Studies in Comparative Religion
- Discipline: Religious studies
- Language: English

Publication details
- Former name(s): Tomorrow
- History: 1963–1987
- Publisher: World Wisdom
- Frequency: Quarterly

Standard abbreviations
- ISO 4: Stud. Comp. Relig.

Indexing
- ISSN: 0039-3622
- OCLC no.: 1695943

Links
- Journal homepage;

= Studies in Comparative Religion =

Studies in Comparative Religion was a quarterly academic journal published from 1963 to 1987 that contained essays on the spiritual practices and religious symbolism of the world's religions. The journal was notable for the number of prominent Perennialists who contributed to it.
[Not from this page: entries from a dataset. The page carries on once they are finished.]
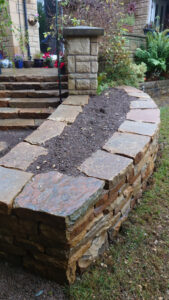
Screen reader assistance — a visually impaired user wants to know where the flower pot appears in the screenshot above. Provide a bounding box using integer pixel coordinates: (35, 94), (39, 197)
(143, 28), (155, 35)
(34, 59), (44, 68)
(15, 60), (23, 69)
(24, 60), (33, 68)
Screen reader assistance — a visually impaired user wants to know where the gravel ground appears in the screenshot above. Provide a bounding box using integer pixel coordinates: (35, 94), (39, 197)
(0, 260), (68, 300)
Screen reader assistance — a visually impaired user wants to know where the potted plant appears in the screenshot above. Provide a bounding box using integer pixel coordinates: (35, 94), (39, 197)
(43, 52), (54, 68)
(33, 52), (43, 67)
(14, 55), (24, 68)
(143, 23), (156, 35)
(122, 2), (136, 33)
(28, 13), (39, 26)
(23, 59), (33, 68)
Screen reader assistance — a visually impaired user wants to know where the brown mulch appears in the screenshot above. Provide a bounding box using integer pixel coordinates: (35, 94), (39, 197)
(28, 88), (131, 176)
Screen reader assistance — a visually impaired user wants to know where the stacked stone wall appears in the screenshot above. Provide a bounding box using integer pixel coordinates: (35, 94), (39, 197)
(140, 79), (169, 97)
(0, 87), (160, 284)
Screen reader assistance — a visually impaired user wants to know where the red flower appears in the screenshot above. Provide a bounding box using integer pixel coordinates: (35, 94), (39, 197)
(42, 52), (51, 59)
(54, 60), (65, 69)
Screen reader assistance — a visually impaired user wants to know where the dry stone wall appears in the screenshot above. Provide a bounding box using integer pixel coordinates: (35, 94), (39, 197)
(0, 88), (160, 284)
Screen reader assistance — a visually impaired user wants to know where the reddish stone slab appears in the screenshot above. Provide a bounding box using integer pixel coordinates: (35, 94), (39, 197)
(13, 171), (104, 225)
(103, 132), (150, 163)
(127, 109), (160, 123)
(0, 166), (32, 214)
(119, 120), (158, 137)
(79, 150), (133, 188)
(0, 142), (48, 171)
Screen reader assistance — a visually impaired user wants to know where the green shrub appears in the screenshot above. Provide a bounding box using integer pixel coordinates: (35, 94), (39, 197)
(97, 31), (147, 93)
(135, 30), (169, 79)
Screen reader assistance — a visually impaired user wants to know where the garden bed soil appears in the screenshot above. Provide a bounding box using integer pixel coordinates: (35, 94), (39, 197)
(0, 129), (33, 158)
(28, 88), (132, 176)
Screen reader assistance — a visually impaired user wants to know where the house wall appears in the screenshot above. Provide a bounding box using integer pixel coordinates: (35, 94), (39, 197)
(2, 0), (40, 59)
(124, 0), (151, 34)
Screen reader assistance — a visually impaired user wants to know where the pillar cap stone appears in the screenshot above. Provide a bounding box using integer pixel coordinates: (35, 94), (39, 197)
(63, 26), (104, 37)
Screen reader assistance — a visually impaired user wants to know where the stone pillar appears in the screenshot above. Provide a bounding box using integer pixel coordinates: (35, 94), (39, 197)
(63, 26), (104, 95)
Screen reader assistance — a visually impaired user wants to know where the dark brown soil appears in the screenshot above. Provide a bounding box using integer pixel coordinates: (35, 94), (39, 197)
(28, 88), (131, 176)
(0, 260), (67, 300)
(0, 129), (33, 158)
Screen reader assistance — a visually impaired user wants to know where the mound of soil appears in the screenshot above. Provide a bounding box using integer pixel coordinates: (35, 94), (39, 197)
(28, 88), (131, 176)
It was also notable for being the first English-language journal focused on the subject of traditional studies and comparative religion.

== History ==
The journal was established in 1963 by Francis Clive-Ross, who also served as editor-in-chief and publisher. From 1963 to 1967 the journal was published under the name Tomorrow. Perennialist author William Stoddart also served as an assistant editor for many years. Jacob Needleman, editor of The Penguin Metaphysical Library, published a collection of essays from Studies in Comparative Religion under the title "The Sword of Gnosis". The journal ceased publication in 1987 and the articles were unavailable until 2007, when World Wisdom launched a free on-line archive.